It’s an afternoon in early August when Cat Brooks starts knocking on doors in West Oakland. In this sleepy, sun-drenched block of Victorian bungalows, Brooks is at ease. The high-profile local police accountability activist and former radio host bought a modest, two-story, gray house nearby after she moved from Los Angeles a decade ago.
It’s no coincidence this is where she landed. The neighborhood has long been an avatar for both the steady and seismic changes that have disrupted black communities across the country. In the 1960s, it was the national headquarters for the Black Panther Party for Self-Defense, a storied western outpost for black migrants from the South, but more recently it is the “new edge of Silicon Valley,” a place of any number of macro- and microaggressions centered on race and class, including soaring rents and neighbors calling the police to log noise complaints against black church choirs.

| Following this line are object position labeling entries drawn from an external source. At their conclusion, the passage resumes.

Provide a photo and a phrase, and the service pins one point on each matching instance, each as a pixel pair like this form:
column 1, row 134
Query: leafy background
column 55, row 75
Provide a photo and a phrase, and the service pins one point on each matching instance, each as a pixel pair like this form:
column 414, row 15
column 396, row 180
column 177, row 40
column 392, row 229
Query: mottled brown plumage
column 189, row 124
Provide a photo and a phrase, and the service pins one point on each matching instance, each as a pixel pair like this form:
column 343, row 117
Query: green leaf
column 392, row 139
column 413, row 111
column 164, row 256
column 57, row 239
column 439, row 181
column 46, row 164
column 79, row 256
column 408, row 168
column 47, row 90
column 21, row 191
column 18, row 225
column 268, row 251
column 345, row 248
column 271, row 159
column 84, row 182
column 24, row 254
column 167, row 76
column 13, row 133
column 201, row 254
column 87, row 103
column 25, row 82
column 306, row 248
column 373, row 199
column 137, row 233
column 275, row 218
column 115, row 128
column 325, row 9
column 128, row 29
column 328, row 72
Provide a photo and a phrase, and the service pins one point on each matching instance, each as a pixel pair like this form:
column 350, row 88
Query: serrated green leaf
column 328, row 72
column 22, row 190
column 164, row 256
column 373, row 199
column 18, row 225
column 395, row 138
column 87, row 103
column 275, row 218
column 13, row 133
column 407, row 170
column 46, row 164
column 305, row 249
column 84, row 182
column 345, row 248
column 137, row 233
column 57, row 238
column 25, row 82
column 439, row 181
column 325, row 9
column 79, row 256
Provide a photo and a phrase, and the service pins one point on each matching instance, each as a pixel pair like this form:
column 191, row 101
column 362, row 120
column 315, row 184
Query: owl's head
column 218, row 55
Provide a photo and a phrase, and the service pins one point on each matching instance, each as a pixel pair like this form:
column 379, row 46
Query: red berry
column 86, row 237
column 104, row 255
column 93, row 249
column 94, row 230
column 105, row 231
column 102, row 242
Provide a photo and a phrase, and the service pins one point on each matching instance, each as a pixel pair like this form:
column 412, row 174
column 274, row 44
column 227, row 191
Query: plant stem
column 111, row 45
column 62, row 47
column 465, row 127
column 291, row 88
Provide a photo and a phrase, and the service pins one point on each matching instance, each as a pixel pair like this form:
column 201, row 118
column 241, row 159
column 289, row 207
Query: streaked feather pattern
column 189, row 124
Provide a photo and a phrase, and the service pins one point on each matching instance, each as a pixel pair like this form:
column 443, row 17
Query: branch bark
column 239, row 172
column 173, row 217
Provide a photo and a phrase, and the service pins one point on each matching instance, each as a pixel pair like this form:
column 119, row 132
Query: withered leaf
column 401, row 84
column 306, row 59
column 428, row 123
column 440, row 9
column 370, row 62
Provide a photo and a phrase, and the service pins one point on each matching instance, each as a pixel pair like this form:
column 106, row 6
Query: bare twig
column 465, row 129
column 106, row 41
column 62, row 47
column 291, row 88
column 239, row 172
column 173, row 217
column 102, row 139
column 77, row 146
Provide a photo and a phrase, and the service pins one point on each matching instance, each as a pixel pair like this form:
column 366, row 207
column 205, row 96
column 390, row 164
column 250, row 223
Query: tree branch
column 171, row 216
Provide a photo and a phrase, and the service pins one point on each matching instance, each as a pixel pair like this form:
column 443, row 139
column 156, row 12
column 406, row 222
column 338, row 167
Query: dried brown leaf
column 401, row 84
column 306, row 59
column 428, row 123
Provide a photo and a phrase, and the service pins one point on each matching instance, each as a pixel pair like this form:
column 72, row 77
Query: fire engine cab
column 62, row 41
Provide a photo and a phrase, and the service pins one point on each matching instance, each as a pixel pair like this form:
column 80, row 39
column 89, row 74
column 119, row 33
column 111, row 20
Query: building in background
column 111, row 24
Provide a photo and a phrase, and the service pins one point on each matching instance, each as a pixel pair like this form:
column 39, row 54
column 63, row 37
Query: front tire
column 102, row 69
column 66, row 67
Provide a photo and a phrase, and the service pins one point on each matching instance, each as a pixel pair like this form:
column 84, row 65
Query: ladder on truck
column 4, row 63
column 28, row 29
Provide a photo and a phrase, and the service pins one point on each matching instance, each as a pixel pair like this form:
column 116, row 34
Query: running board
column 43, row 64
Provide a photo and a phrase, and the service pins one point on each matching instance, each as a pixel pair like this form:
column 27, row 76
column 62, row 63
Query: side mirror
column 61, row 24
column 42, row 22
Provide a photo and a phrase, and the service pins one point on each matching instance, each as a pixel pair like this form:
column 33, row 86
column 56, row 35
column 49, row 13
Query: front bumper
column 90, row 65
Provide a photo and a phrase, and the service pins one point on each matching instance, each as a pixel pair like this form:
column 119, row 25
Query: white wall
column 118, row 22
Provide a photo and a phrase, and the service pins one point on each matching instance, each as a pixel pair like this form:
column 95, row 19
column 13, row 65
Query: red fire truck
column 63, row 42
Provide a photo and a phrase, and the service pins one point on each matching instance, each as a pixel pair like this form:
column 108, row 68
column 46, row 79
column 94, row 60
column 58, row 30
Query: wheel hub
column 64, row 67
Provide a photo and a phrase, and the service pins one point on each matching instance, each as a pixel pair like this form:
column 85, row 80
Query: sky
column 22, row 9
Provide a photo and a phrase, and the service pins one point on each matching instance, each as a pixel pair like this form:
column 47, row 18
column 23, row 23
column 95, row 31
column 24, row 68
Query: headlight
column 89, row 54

“This,” says Brooks, hopping out of her black SUV with an armful of fliers, “is home”—as if everything around her has something important to teach the rest of the world, and she’s been specifically chosen to help facilitate the lesson. That’s why she’s running for mayor of Oakland and for bringing a certain kind of community-led change to City Hall.
She faces an uphill battle. It’s a crowded field—10 people are running for the office, and the incumbent, Libby Schaaf, has out-raised everyone. As of August, Schaaf’s campaign war chest totaled more than $315,000, while Brooks had raised just under $50,000. But what Brooks lacks in money, she is trying to make up for in energy: Her campaign says it has 400 volunteers, and she’s gotten a slew of prominent endorsements, including Oakland city councilmember Rebecca Kaplan, who finished second in the 2014 mayoral race; Black Panther Party co-founder Bobby Seale, who himself ran for mayor in 1972; and the California Nurses Association. And there might be an opening for Brooks with a certain slice of the city’s left and minority voters. Nationally, Schaaf is viewed as a progressive who even made headlines for openly defying President Donald Trump on immigration. But in the insular world of radical Bay Area politics, the current mayor is eyed by some black progressives and Democrats with suspicion for not doing enough to stave off the landslide of gentrification that’s remaking the city.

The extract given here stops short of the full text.